「私ね、譜面が読めないのよ」 女王・美空ひばりと「フォークの神様」の深い絆…「俺より酒が強い人は、ひばりさんだけ」
コラムニストの峯田淳さんが綴る「人生を変えた『あの人』のひと言」。日刊ゲンダイ編集委員として数多くのインタビュー記事を執筆・担当し、現在も同紙で記事を手がけている峯田さんが俳優、歌手、タレント、芸人……第一線で活躍する有名人たちの“心の支え”になっている言葉、運命を変えた人との出会いを振り返ります。第18回は「フォークの神様」と呼ばれたシンガーソングライターの岡林信康さん。あの美空ひばりさんとの知られざる秘話が明かされます。
【写真】「フォークの神様」からロック、演歌……どんなジャンルでも見事に歌いこなす、岡林信康のライブ姿
すぐに意気投合した二人
「同類だね」
美空ひばりにこう言われ、打ち解け合ったのは岡林信康(78)である。「演歌・歌謡の女王」と「フォークの神様」とは一見、相容れないように思えるかもしれない。だが、二人は一心同体だったという、意外なエピソードを明かしたい。
15年前の2010年1月19日、目黒区青葉台のひばり邸で、スペシャルとしか形容しようのないミニライブがあった。舞台となったのは、ひばりの部屋の真下にあたる、庭に設えたこの日だけのステージ。そこで岡林が追悼アルバムともいえる「レクイエム~我が心の美空ひばり~」の中から3曲を、弾き語りで歌ったのだ。
その中の1曲は、ひばりから岡林への手紙が元になった「レクイエム~麦畑のひばり~」。ひばりの原詩に岡林が補作詞したこの曲を、岡林は1週間、いつ寝たかわからないほど悶絶しながら完成させたという。
女王とフォークの神様の出会いは75年に遡る。
当時の岡林はもがき苦しんでいた。山谷の日雇い労働者を歌ったデビュー曲にして伝説的なヒット曲「山谷ブルース」で“神様”と奉り上げられ、反戦フォークのレッテルを貼られ、左翼系の支持者らが多く集まるコンサートで来る日も来る日も歌った。しかし、牧師の家に生まれ育った岡林は、ふと我に返る。これは何かが違う。もう政治的なイデオロギーに利用されることから逃れたい。
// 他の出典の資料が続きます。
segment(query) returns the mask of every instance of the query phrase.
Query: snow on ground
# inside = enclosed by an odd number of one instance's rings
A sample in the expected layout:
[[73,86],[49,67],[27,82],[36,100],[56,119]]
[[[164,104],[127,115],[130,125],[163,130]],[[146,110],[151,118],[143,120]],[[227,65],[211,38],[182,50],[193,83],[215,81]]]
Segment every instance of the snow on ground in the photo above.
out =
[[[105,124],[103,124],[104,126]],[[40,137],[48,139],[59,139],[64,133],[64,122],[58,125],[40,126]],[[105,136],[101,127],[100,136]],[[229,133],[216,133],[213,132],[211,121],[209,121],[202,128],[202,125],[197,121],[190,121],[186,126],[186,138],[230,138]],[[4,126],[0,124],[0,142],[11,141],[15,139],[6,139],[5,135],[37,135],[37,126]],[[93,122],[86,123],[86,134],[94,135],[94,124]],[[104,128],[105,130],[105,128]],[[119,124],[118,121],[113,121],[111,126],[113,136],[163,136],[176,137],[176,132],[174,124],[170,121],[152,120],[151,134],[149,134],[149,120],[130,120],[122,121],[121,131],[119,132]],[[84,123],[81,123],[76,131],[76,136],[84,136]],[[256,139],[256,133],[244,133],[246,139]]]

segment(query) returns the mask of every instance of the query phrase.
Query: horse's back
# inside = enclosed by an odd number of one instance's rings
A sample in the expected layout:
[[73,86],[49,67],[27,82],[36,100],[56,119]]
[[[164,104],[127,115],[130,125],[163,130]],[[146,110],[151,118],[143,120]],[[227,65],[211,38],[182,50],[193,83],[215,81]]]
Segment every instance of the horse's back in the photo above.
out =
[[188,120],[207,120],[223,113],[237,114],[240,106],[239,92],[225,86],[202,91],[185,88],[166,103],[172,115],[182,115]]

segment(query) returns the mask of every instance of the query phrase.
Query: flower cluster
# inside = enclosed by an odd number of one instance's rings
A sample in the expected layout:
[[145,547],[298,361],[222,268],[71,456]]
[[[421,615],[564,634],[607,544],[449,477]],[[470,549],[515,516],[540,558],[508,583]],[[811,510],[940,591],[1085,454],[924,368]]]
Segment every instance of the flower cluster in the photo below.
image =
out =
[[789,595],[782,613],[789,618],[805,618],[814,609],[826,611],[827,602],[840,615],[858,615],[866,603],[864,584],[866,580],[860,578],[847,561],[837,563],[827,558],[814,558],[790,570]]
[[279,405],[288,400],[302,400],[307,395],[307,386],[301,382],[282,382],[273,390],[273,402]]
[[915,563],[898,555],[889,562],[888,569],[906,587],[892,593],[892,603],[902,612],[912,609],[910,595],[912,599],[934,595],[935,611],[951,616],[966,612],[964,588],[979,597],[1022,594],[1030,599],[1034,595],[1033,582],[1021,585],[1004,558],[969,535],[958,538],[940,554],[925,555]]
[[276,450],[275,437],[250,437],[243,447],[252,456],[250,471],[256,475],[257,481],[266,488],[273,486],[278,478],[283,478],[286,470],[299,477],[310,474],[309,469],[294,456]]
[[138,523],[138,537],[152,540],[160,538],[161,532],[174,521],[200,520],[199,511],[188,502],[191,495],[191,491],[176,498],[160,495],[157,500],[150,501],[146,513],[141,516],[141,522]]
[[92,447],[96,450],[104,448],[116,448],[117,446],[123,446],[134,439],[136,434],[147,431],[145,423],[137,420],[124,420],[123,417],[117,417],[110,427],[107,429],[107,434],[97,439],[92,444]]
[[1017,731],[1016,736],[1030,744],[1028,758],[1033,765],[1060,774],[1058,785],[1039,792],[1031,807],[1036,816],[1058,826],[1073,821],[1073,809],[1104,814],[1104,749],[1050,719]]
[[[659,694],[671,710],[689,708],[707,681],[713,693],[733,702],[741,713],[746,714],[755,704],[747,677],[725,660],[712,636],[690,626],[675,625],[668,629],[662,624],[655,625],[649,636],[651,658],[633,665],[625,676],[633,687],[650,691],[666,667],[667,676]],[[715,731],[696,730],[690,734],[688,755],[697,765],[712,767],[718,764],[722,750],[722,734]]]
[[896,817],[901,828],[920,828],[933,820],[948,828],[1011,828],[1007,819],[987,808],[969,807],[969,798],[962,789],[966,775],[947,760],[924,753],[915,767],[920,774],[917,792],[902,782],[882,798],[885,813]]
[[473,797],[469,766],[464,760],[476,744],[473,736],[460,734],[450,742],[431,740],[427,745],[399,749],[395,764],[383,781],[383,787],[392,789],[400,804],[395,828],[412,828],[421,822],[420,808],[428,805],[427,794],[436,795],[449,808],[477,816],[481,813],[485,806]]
そして雲隠れ……。
田舎暮らしを経て、次に目指したのはボブ・ディランのロック。さらに、西川峰子「あなたにあげる~」を聴き、演歌へと舵を切った。そして巡り合ったのがひばりだった。フォーク、ロックから演歌――音楽的にいうならば、例えば北極から南極くらいの振れ幅だろう。さらに、80年代後半には故郷・滋賀の江州音頭にインスピレーションを得た日本のロック「エンヤトット」に辿り着く。
そんな40歳代に差しかかるまでの20年。ひばりと会った75年はちょうどその中間地点だった。
ひばりとの接点はイラストレーターの黒田征太郎と作詞家の吉岡治との縁。岡林がカセットテープに吹き込んだ「月の夜汽車」が回り回ってひばりの目、というか耳に留まり、ひばりが歌うことになった。レコーディングのため、スタジオで初めて顔を合わせると、二人はすぐに意気投合したそうだ。
その時の様子を語ったのが、15年前のひばり邸でのミニライブだった。